Commentary: Getting To The Root Of Student Debt At NJ Universities
"I ... believe two very important questions need to be asked whenever the subject of student debt is raised. First: 'What is causing our students to accumulate debt?' Second: 'What are our students getting for that debt?'" Joel S. Bloom, president of New Jersey Institute of Technology, writes for the Star-Ledger.
"In answer to the first question, it is no secret that our state’s long-term disinvestment in higher education has forced hefty tuition increases for more than a decade. This is true across New Jersey’s higher education landscape. I will use New Jersey Institute of Technology — mentioned in the 'Student Debt and the Class of 2012' report as a college whose students carry a large debt — as an example of the impact of this disinvestment.

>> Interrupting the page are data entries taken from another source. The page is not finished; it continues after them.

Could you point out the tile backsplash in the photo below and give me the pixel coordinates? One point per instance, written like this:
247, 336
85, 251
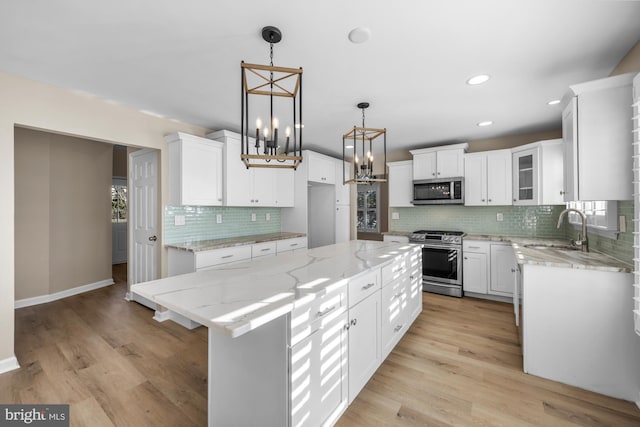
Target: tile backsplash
524, 221
200, 223
521, 221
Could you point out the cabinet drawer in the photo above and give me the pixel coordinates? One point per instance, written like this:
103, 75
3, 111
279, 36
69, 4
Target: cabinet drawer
215, 257
291, 244
398, 268
364, 285
313, 315
476, 246
263, 249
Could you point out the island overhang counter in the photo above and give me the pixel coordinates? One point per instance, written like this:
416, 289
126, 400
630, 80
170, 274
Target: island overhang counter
264, 315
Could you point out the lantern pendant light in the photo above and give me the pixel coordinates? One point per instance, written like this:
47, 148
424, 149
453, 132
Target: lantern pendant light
365, 154
270, 90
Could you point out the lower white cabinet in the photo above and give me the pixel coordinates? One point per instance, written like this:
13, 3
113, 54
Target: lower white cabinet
318, 374
184, 261
488, 268
364, 342
395, 239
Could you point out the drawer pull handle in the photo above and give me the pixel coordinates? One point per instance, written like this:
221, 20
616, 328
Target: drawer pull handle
325, 311
368, 286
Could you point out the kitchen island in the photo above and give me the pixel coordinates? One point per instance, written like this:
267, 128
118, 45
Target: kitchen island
293, 339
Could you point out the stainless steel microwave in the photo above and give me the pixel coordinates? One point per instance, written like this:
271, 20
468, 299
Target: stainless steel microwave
442, 191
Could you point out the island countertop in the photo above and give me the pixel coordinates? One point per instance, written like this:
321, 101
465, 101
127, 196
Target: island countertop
238, 298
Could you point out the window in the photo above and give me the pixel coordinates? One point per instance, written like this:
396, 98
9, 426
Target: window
119, 209
368, 210
601, 214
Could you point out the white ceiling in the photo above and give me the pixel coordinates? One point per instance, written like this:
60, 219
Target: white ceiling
181, 59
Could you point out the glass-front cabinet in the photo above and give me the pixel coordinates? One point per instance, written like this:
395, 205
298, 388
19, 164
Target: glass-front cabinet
525, 177
368, 209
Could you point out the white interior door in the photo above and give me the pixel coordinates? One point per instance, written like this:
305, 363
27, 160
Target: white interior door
143, 216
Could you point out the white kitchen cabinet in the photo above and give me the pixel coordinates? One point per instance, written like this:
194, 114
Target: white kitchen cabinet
364, 342
252, 187
488, 180
538, 177
395, 314
182, 261
596, 133
319, 373
195, 170
321, 168
392, 238
439, 162
475, 266
400, 183
503, 265
289, 245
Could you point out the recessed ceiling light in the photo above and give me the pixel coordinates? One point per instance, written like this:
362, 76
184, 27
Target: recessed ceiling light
359, 35
479, 79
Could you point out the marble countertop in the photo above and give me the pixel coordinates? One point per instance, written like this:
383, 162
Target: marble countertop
556, 253
238, 298
206, 245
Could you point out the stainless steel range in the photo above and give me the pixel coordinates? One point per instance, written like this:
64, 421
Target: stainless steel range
441, 260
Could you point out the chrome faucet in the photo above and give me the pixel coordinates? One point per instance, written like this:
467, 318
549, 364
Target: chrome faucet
582, 239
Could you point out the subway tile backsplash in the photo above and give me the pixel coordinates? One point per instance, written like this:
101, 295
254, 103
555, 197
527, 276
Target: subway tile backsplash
524, 221
200, 223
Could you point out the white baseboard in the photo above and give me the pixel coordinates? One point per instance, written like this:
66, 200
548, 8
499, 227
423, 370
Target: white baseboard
9, 364
161, 316
27, 302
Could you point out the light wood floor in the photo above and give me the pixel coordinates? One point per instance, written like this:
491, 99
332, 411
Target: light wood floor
460, 364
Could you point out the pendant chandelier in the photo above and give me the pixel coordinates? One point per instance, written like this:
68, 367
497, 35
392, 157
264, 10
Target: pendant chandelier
366, 155
270, 89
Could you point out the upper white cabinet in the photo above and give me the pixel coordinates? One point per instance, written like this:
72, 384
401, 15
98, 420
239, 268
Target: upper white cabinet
195, 170
321, 168
252, 187
439, 162
596, 130
400, 183
487, 178
538, 177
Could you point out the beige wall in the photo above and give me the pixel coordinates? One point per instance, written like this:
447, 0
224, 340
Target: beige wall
39, 106
67, 211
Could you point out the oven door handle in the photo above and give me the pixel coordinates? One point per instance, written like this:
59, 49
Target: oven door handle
435, 246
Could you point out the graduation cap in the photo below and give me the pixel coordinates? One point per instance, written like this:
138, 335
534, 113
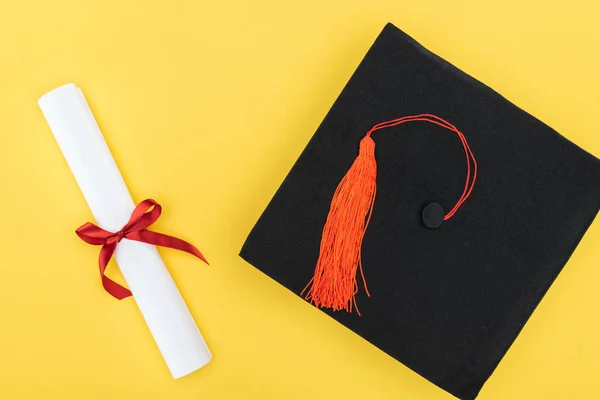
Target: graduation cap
428, 214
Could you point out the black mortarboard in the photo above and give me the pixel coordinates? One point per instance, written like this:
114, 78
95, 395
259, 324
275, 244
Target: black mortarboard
448, 296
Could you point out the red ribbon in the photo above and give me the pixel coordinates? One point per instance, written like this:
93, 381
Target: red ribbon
144, 215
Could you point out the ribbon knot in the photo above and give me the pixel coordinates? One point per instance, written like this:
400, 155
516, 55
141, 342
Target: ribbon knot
120, 235
144, 215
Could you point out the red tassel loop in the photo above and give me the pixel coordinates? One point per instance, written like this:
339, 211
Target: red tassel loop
334, 283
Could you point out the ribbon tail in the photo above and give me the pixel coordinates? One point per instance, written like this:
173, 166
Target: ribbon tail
162, 240
112, 287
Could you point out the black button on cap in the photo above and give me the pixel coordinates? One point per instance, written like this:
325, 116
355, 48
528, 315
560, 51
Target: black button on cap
433, 215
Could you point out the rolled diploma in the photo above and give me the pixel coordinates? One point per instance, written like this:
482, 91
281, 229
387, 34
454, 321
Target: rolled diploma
98, 177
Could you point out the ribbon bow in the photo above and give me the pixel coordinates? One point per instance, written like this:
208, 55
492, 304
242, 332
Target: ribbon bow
144, 215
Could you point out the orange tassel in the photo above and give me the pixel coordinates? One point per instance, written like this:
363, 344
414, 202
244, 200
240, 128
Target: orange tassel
334, 282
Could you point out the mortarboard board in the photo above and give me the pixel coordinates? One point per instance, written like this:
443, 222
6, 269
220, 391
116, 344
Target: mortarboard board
428, 214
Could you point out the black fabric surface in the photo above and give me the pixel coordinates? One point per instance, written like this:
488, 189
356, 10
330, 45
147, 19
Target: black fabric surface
446, 302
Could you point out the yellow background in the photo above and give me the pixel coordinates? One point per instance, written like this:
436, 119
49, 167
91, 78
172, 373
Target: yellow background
206, 105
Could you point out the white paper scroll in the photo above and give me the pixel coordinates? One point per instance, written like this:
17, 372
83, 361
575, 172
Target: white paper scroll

NJIT received a base state appropriation of $53 million during fiscal 2001, equating to more than $6,000 of support per student. In FY 2014, NJIT is slated to receive a base appropriation of $38 million, which equates to less than $3,800 per student. At the same time, we are educating a great many more students because of the increasing demand for a technically trained workforce. While we have achieved efficiencies, enhanced fundraising and seek alternative funding sources, some of the costs have to be shifted to students due to the decline in state support over multiple years.
An additional driver of student debt specific to NJIT is the type of education we provide. We are the state’s technological university, so many of our students study disciplines with very rigorous course loads that require more than the traditional four years to complete.
It is no secret that our state's long-term disinvestment in higher education has forced hefty tuition increases for more than a decade.
We also incur far greater costs for science and technology faculty, high-technology facilities and equipment.
Furthermore, NJIT proudly serves as a launching pad for many first-generation college students as well as students from lower-income families. Many of our students simply are not in position to fund their education without taking out loans.
In order to mitigate the financial challenges faced by our students, we have increased financial aid awarded to students (more than 80 percent of students with financial need receive substantial aid packages from the university), moderated tuition growth and implemented support programs that have improved graduation rates. So, we know the answer to question No. 1 and are taking steps to address the challenge.
The second question — What are our students getting for that debt? — is just as important to ask, and the answers will vary greatly by institution."